Re: [Moses-support] Major bug found in Moses

Read, James C Fri, 19 Jun 2015 06:43:04 -0700

If you want to use an automobile analogy then the TM is the engine which powers 
the vehicle. You as an investor have a few choices before you. Your objective 
is to make the car fun faster. Would you invest your money in:


a) the guy the says it is a desirable feature to keep an inefficient fuel 
guzzling motor that breaks down constantly such that you need to get out and 
push it (tuning) so it would be much more preferable to optimise the 
aerodynamics of the vehicle and install a rear window heater to keep your hands 
warm while your pushing it

b) the guy that says. Well here's a stroke of genius.

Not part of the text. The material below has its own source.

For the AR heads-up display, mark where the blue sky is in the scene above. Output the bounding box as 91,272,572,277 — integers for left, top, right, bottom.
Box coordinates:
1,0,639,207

Why don't we build a more 
powerful engine that uses less fuel and doesn't break down with no need to get 
out and push (tuning or pruning)

Honest replies only requested please.

James

________________________________________
From: moses-support-boun...@mit.edu <moses-support-boun...@mit.edu> on behalf 
of Burger, John D. <j...@mitre.org>
Sent: Thursday, June 18, 2015 6:32 PM
To: moses-support@mit.edu
Subject: Re: [Moses-support] Major bug found in Moses

On Jun 17, 2015, at 11:54, Read, James C <jcr...@essex.ac.uk> wrote:

> The question remains why isn't the system capable of finding the most likely 
> translations without the LM?

Even if it weren't ill-posed, I don't find this to be an interesting question 
at all. This is like trying to improve automobile transmissions by disabling 
the steering. These are the parts we have, and they all work together.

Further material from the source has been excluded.